Fico feliz com qualquer ação que esteja ligada à criação de espaço e acesso à leitura. Precisamos criar e cultivar esse espaço, como já disse acima. E acho que os prêmios e os programas públicos podem ajudar nesse lugar, na criação desse espaço. Agora, é preciso criar um espaço com qualidade… Fico bem preocupada quando vejo, por exemplo, editais de programas de governo “ditando”, para livros literários, os formatos dos exemplares, a quantidade de linhas por página ou “elucidando” como deve se dar a relação da ilustração com o texto para tal ou tal idade. Na minha opinião, isso não ajuda nessa criação de espaço a que me refiro, mas, ao contrário, dificulta ainda mais qualquer aproximação ou sensibilização para com a arte. Acho preocupante mesmo.   

Em sua opinião, como as escolas podem contribuir para a formação de leitores literários? 

Acho que possibilitar o livre acesso a livros literários já é um grande passo. Outra coisa é vincular a leitura a momentos prazerosos e a relações de afeto e admiração. Um professor lendo um livro de maneira encantada produz o encantamento em seus alunos, certeiramente. E certeiramente as crianças vão se envolver e querer regressar ou ingressar nas leituras que ele apresenta ou recomenda com paixão. A criança se encanta pelo encanto do adulto de que gosta e admira. Ouvi o Ricardo Azevedo, amigo e grande mestre, falando algo nesse sentido uma vez e comecei a reparar mais nisso. E acredito mesmo nessa coisa, viu? Vejo isso acontecendo aqui em casa. Eu sou apaixonada por Hilda Hilst. Minha filha sente isso pelo modo como devo falar dela e adivinha? Já amava Hilda (risos), mesmo antes de ler qualquer texto de Hilda.

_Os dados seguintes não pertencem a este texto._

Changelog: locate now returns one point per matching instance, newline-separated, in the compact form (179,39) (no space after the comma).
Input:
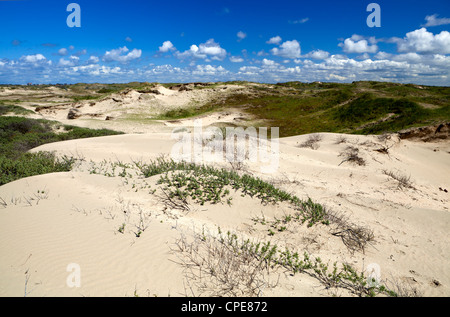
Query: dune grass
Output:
(18,135)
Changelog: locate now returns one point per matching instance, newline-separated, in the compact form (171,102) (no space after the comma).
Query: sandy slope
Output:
(50,221)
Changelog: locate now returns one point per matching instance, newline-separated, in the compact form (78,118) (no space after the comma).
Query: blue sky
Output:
(220,40)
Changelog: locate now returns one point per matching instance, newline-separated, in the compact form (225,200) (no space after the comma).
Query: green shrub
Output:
(30,164)
(18,135)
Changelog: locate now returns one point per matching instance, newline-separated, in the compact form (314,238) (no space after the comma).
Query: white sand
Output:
(76,219)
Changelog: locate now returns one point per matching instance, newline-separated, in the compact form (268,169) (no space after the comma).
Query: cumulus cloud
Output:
(425,42)
(208,70)
(93,59)
(33,58)
(118,55)
(236,59)
(63,51)
(167,46)
(207,50)
(433,20)
(289,49)
(241,35)
(268,62)
(73,60)
(317,54)
(274,40)
(357,45)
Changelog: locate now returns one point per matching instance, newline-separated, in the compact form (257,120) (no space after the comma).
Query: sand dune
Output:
(50,221)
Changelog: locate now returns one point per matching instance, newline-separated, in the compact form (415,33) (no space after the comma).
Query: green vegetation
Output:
(5,109)
(360,107)
(18,135)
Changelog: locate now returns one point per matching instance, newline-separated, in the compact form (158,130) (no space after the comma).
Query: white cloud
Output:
(317,54)
(268,62)
(433,20)
(167,46)
(117,55)
(422,41)
(63,51)
(207,50)
(289,49)
(358,45)
(241,35)
(33,58)
(236,59)
(208,70)
(274,40)
(73,60)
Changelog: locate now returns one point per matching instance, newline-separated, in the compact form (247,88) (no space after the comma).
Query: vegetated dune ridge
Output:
(50,221)
(128,239)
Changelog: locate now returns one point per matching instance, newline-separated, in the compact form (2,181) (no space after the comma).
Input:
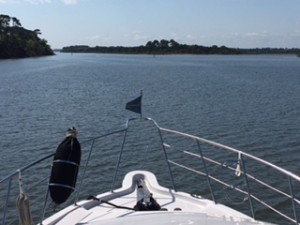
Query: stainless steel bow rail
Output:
(223,169)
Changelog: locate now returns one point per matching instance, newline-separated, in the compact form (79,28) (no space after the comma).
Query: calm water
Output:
(247,102)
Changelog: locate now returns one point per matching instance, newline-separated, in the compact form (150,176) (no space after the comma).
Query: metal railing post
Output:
(293,200)
(248,188)
(119,159)
(83,174)
(206,172)
(165,152)
(6,201)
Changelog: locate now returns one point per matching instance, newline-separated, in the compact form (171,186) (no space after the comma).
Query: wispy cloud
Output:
(69,2)
(36,2)
(8,1)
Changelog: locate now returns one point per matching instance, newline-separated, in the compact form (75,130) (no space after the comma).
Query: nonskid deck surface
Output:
(175,206)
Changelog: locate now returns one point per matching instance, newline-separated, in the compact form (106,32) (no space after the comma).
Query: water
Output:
(247,102)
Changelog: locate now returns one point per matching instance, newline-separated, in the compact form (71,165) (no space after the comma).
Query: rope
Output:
(22,204)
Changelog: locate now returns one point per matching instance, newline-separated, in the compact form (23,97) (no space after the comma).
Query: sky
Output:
(232,23)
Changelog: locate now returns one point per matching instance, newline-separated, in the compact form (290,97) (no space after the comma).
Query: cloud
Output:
(69,2)
(36,2)
(8,1)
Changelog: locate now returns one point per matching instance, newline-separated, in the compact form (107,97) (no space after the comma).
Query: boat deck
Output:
(176,207)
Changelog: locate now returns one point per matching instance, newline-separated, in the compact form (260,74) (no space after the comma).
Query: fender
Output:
(65,168)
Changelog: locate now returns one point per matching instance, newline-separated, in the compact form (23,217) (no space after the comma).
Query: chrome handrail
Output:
(203,159)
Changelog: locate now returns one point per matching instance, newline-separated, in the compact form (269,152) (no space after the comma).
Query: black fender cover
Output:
(65,168)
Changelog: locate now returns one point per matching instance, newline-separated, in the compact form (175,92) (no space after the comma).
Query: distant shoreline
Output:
(171,47)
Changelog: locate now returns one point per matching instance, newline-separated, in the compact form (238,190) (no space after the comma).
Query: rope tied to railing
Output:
(238,170)
(22,204)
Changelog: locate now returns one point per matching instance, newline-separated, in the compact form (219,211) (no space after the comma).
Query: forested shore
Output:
(173,47)
(18,42)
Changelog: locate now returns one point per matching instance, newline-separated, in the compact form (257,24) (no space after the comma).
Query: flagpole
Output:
(141,105)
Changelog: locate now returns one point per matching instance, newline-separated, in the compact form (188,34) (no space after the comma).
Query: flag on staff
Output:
(135,105)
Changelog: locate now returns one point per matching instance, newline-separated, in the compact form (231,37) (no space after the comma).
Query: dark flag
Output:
(135,105)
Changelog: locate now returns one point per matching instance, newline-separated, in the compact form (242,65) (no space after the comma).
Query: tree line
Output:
(173,47)
(18,42)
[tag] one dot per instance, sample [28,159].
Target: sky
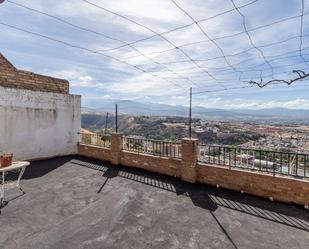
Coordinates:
[87,44]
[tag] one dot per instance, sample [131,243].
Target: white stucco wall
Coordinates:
[38,124]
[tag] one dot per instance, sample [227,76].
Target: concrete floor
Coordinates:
[74,202]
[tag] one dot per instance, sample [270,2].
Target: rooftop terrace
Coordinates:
[74,202]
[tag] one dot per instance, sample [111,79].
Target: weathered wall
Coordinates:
[260,184]
[14,78]
[37,124]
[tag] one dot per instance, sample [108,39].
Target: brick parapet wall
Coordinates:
[13,78]
[95,152]
[284,189]
[280,188]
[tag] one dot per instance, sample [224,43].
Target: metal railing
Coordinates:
[96,139]
[275,162]
[152,147]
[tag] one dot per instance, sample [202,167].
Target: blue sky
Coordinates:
[97,77]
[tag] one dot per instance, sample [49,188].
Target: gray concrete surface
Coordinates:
[74,202]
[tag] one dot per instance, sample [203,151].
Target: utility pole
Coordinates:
[190,114]
[116,118]
[106,119]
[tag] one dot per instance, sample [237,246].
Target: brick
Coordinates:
[20,79]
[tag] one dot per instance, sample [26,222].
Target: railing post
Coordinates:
[116,148]
[189,151]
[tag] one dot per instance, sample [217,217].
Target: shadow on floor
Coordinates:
[205,196]
[40,168]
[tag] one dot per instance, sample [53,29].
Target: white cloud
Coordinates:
[93,72]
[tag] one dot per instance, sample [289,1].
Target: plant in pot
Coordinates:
[5,159]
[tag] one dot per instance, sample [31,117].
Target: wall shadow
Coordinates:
[205,196]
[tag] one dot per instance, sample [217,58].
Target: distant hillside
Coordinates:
[274,115]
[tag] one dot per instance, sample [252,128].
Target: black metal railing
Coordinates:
[96,139]
[152,147]
[275,162]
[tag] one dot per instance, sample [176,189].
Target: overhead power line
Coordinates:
[187,25]
[301,31]
[154,32]
[249,36]
[205,34]
[99,34]
[88,50]
[225,37]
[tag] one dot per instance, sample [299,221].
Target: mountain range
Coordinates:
[129,107]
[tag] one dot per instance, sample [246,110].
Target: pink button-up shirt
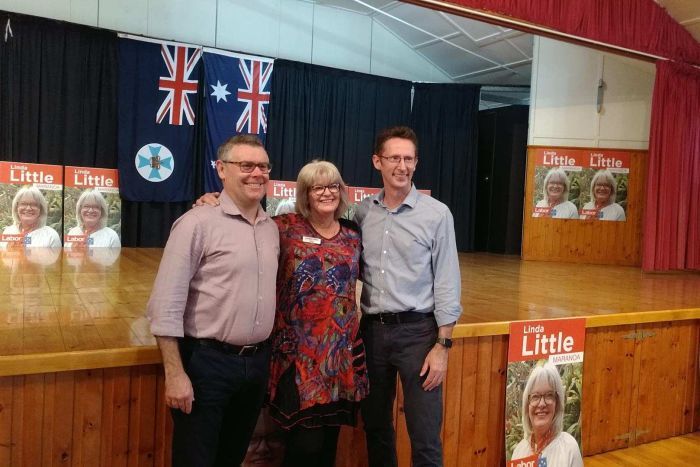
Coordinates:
[217,276]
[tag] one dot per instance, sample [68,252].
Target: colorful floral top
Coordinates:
[318,372]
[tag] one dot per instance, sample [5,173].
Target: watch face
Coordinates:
[444,341]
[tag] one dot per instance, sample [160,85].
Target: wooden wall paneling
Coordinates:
[467,413]
[608,368]
[57,435]
[482,399]
[32,420]
[164,426]
[115,417]
[696,381]
[689,375]
[6,391]
[142,415]
[592,242]
[452,395]
[662,389]
[403,443]
[497,389]
[87,417]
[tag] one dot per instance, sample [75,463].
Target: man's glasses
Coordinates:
[248,167]
[408,160]
[318,190]
[549,398]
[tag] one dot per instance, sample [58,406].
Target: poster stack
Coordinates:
[31,205]
[92,215]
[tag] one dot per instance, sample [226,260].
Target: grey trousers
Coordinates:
[400,348]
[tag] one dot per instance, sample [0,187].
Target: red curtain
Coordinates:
[672,211]
[640,25]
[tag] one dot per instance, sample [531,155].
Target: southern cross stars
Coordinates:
[220,91]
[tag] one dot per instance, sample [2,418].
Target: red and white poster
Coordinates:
[543,393]
[31,204]
[93,209]
[281,197]
[586,184]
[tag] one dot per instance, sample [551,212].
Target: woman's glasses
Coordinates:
[549,398]
[318,190]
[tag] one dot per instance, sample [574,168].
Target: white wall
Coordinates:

Há pouco tempo, descobri a edição de “Eu sou a monstra” para crianças. Li para ela. Li com ela. Compartilhamos toda aquela imensidão. Ela sentiu a “verdade” daquele meu encantamento. Depois dos nossos momentos com o livro, ela foi revisitá-lo diversas vezes, “sozinha”. E, em menos de um mês, ela decorou e declama o texto de um jeito tão lindo… Ela tem 9 anos. Trouxe esse exemplo com literatura, mas acredito nisso com tudo. João Gilberto me toca, por exemplo, em um lugar desses. Meu pai ouvia João com uma admiração tão grande… Eu ficava curiosa por aquele sentimento dele… E até hoje eu ouço muito João. “Ouço” demais mesmo. É um lugar de afeto e comunhão.

Você tem contato com professores e alunos que já trabalharam um de seus livros em sala de aula? Como é essa experiência de troca?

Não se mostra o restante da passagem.